Une question, d’ailleurs, se pose : à l’heure où tout le monde se rue sur des vinyles neufs ou d’occasion à des prix prohibitif­s et parfois aux sources douteuses, pourquoi ne pas préférer un triple CD de ce genre qui, pour moins de vingt euros, aligne plusieurs heures de merveilles avec un mastering parfait ?

Snipers “COME ON! 1983/ 1985” Smap Records (Import Gibert Joseph)

Durant la première partie des années quatre-vingt, en France, il n’y a pas eu que le punk alternatif (Boucherie, Bondage, ce genre, n’est-ce pas).

Il y avait aussi une autre école, qui a touché moins de monde mais a laissé beaucoup de souvenirs.

Les Snipers venaient de Dijon.

Ils aimaient les Flamin’Groovies, pas mal de choses sixties, mais chantaient en français. Antoine Masy-Périer, pas encore Tony Truant, avait joué dans une première mouture du groupe. Ils étaient amis avec les Calamités, qui venaient du coin aussi. Dominique Laboubée les a adoubés. Ils étaient également potes avec Gilles Tandy et les Barracudas.

Tout cela rentrait dans une même constellat­ion : celle des Dogs.

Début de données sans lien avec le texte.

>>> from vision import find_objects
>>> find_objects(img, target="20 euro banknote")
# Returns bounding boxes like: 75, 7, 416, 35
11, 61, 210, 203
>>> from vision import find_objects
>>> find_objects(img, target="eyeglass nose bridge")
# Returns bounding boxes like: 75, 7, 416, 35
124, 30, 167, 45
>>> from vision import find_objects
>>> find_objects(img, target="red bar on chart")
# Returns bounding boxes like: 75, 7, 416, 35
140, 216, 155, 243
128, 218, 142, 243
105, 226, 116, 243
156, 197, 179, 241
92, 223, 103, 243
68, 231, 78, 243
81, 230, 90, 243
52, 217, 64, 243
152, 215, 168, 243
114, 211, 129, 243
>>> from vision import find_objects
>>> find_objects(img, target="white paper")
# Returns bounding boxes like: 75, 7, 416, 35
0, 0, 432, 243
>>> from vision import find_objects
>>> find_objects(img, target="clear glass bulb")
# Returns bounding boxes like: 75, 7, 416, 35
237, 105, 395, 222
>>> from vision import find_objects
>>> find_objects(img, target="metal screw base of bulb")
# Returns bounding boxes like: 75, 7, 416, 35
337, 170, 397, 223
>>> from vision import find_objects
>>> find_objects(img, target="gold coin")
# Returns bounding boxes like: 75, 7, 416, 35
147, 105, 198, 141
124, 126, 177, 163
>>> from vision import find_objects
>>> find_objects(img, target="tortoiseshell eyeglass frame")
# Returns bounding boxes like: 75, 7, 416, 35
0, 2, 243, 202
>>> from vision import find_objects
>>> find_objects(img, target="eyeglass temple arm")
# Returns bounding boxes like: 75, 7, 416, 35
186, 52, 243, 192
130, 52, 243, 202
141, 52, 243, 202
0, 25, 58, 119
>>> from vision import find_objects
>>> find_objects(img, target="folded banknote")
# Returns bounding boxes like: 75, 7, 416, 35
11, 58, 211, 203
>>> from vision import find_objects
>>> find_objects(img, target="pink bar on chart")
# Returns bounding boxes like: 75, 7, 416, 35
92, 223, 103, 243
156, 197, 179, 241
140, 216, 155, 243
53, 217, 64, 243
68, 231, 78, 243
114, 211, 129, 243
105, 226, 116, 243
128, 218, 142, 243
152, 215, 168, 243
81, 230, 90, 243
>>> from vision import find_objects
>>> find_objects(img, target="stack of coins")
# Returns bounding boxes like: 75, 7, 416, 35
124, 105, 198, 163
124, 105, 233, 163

Une même vision d’une certaine élégance. Les Snipers jouaient bien, avaient deux très bons chanteurs et un excellent guitariste solo, Frédéric Pinasseau.

Ils avaient le look chic de l’époque : chemises à pois, boots pointues, et les guitares qui allaient avec : Rickenback­er, Dan Armstrong.

Ils ont donné une démo à Willie

Loco Alexander qui l’a remise aux deux patrons de New Rose. Signature immédiate. Cette compilatio­n réunit tout ce qu’ils ont fait, et à vrai dire, il n’y a pas grand-chose à jeter. Quelques reprises obligatoir­es (“Tallahasee Lassie” version Groovies, “Come On” de Chuck Berry version stonienne, “One More Heartache” de Marvin Gaye, “Psychotic Reaction” de Count Five), mais pour le reste, c’est un rock mélodique, à la Dogs mais en français, qui mène le bal. Et même s’il n’y a rien au niveau de “Little Johnny Jet” ou “I’m Just Losing That Girl”, tout cela est de très bon niveau et, bizarremen­t, n’a pas vieilli.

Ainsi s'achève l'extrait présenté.